In two synergistic projects, Halpern, director of UCSB’s National Center for Ecological Analysis and Synthesis, will explore the environmental impact of food production and the impact of environmental change (notably climate change) on food. Burkepile, an associate professor in UCSB’s Department of Ecology, Evolution, and Marine Biology, will synthesize data from coral bleaching events over the past several decades to determine where corals are bleaching less than expected and where they are bleaching more.
“With funding from the Zegar Family Foundation, these projects will help put all global food production on the same ‘table’ to compare and contrast how they impact the environment and how they might change with climate change — fundamental questions for global food security and the fate of our planet,” said Halpern, also a professor at UCSB’s Bren School of Environmental Science & Management.

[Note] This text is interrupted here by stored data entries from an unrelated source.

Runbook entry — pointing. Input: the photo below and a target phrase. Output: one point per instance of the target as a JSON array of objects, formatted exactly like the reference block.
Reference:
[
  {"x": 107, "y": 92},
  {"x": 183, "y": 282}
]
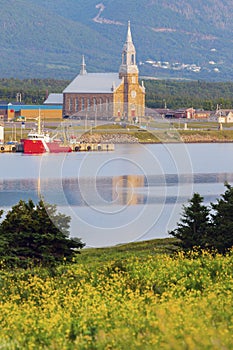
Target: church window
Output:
[
  {"x": 88, "y": 104},
  {"x": 94, "y": 104},
  {"x": 124, "y": 57},
  {"x": 76, "y": 104},
  {"x": 132, "y": 59},
  {"x": 83, "y": 104},
  {"x": 101, "y": 103},
  {"x": 70, "y": 104}
]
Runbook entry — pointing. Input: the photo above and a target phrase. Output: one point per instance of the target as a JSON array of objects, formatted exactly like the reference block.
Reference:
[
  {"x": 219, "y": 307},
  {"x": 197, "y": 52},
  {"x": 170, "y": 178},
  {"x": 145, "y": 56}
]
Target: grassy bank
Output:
[{"x": 134, "y": 296}]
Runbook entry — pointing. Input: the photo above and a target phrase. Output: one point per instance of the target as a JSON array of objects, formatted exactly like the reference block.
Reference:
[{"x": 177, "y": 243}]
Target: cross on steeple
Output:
[{"x": 128, "y": 63}]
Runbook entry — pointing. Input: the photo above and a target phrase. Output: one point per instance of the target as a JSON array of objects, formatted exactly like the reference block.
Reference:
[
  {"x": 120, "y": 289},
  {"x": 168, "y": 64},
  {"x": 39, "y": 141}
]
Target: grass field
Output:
[{"x": 135, "y": 296}]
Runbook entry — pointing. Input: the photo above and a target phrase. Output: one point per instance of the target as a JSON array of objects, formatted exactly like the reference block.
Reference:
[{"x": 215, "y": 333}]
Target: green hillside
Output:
[{"x": 47, "y": 38}]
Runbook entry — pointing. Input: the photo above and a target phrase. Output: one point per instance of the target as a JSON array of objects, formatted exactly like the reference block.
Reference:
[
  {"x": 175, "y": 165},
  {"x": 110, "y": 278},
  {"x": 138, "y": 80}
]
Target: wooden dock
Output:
[{"x": 80, "y": 147}]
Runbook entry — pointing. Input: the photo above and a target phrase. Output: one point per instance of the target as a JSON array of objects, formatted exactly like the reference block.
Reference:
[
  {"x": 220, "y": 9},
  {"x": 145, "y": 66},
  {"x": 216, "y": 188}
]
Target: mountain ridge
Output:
[{"x": 186, "y": 40}]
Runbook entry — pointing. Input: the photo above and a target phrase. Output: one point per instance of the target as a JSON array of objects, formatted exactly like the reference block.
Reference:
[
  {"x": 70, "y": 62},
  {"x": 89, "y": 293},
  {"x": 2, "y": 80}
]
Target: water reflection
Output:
[{"x": 117, "y": 190}]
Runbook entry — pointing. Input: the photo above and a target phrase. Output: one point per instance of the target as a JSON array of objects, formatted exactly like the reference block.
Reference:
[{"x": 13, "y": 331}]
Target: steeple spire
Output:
[
  {"x": 128, "y": 64},
  {"x": 129, "y": 36},
  {"x": 83, "y": 66}
]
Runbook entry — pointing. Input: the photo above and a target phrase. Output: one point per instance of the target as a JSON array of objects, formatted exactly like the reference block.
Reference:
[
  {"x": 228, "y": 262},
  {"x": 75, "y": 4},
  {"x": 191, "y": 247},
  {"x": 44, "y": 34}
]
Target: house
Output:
[{"x": 225, "y": 116}]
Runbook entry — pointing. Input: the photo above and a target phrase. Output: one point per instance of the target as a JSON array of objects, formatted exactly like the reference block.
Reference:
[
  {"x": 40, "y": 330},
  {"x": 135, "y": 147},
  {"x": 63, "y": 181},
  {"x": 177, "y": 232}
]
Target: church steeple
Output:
[
  {"x": 128, "y": 63},
  {"x": 83, "y": 67}
]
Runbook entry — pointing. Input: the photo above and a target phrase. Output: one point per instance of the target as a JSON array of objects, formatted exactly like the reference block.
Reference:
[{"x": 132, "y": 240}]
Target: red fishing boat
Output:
[{"x": 40, "y": 142}]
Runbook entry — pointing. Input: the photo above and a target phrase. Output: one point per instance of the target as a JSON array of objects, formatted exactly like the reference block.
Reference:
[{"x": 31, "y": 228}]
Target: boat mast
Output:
[{"x": 39, "y": 124}]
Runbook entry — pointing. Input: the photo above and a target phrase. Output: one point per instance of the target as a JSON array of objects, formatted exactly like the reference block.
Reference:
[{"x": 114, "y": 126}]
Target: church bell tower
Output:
[{"x": 134, "y": 94}]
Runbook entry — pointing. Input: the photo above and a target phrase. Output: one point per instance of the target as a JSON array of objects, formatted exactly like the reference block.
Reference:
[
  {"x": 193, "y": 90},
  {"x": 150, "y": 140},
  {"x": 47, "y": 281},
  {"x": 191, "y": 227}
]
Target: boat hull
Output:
[{"x": 39, "y": 147}]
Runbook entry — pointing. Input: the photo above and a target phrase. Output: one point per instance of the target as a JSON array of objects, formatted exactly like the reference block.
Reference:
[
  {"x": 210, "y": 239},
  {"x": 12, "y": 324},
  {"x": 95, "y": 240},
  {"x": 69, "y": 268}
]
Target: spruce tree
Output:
[
  {"x": 36, "y": 233},
  {"x": 221, "y": 234},
  {"x": 192, "y": 230}
]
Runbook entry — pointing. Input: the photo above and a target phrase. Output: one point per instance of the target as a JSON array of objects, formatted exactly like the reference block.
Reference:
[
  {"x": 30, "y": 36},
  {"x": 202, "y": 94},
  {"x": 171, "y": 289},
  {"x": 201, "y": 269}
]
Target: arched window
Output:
[
  {"x": 94, "y": 104},
  {"x": 132, "y": 59},
  {"x": 70, "y": 105},
  {"x": 76, "y": 104},
  {"x": 88, "y": 104},
  {"x": 83, "y": 104},
  {"x": 124, "y": 58},
  {"x": 101, "y": 104}
]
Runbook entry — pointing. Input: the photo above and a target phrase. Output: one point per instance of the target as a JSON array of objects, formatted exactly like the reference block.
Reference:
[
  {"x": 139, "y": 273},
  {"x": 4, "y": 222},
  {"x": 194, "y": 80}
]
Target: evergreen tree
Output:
[
  {"x": 221, "y": 234},
  {"x": 193, "y": 228},
  {"x": 36, "y": 233}
]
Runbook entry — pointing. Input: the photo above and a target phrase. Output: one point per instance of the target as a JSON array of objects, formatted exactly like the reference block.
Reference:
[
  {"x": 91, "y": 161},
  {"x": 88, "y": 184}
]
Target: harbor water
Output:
[{"x": 135, "y": 192}]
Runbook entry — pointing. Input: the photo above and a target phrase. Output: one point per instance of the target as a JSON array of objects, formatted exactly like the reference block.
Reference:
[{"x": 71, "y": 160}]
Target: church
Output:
[{"x": 107, "y": 95}]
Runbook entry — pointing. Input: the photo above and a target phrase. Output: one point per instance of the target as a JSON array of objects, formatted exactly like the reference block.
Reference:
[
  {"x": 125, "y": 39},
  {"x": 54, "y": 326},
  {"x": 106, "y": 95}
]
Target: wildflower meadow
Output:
[{"x": 120, "y": 299}]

“We are really excited to see the results that come and, importantly, to openly share all of the data and results so that others can build on our work and take it in directions we never could have imagined. To me that’s one of the most exciting things about science — the iterative process of discovery that leverages the past and finds unexpected insights in the future.”
The environmental focus for the Zegars is relatively new, but science has long been central to their philanthropy — in particular for Chuck, who holds advanced degrees from New York University in both computer science and biology. He is actively involved in research himself, part of a biology lab at NYU, where he also sits on the Board of Trustees.
In all of their philanthropy, the Zegars are oriented toward impact.
“To me what’s most important is the bang for the buck and how you move the needle,” Merryl said. “Don’t just throw money at something — take time to understand what a program is doing and how it can create the impact you want. You have to find your passion and really work toward something that has meaning to you. It’s all about passion and impact.”